On 2012-05-28 00:19, Peter Viskup wrote:
we are experiencing some strange situation on MUC on our jabber server.
There were quite a lot of MUC created and most of them from Syria. These
MUCs were moved from other jabber server on which they were blocked.

Does somebody of you have experience with bots flooding MUCs and users
asking for granting them admin rights for specific MUCs? How do you
'clean' persistent MUCs not used anymore?

Main issues:
  - listing of registered conferences take some minutes
  - muc_room Mnesia table is about 58MBs large
  - ejabberdctl doesn't provide commands for administering MUCs
We (jabber.at) have the very same problem. Two things are important to note:

1. These rooms are created en masse automatically. If you destroy them
all,>100 will be created within a few seconds. (but that does not occur
until some time after that)
2. While much of it appears to come from Syria (i.e. Room names are
those of Syrian cities) no *real* chat is happening there. I have given
chatlogs to a few arab-speaking persons and the "chat" is just
gibberish. I have tried several times to chat with MUC-admins and their
intelligence has been similar to that of Eliza[1].

We have taken some steps to stop that epidemic:
(1) Only local users may create MUCs.

When MUCs are created, the creator is usually the same over all rooms.
because of (1), we know what IP registered and used that acccount.

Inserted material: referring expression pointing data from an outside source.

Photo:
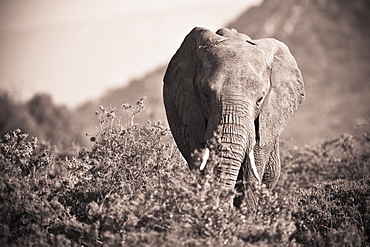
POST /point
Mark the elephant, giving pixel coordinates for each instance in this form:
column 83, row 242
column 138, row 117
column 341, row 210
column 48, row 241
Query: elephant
column 250, row 88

(2) All accounts registered/used from that IP-address are deleted,
usernames blocked, IP-addresses blocked on an IP-Level.
(3) We use a munin-plugin[2] to monitor the number of MUCs. If a large
number of MUCs is created, we get a notification by Munin.

Using these measures, this now only happens rarely. If it happens, MUCs
are removed very fast by our admins.

Another thing to note: The first time I started destroying MUCs using my
regular account, I received a DOS-attack in the form of thousands of
automated private messages. I now use a dedicated account that I can
just log of from to destroy MUCs, as a precaution.

greetings, Mati
(jabber.at)

[1] http://en.wikipedia.org/wiki/ELIZA
[2] http://git.fsinf.at/fsinf/munin/blobs/master/muc_count

Or better replace IBR (since xep-158 support in clients is about unexistant) with an appropriate safe OOB method. That leaves only s2s as the possible threat source, then begin identifying remote rogue services (probably still a server with IBR enabled) and aggressively filter 'em. Problem 1000% solved, with the most ease.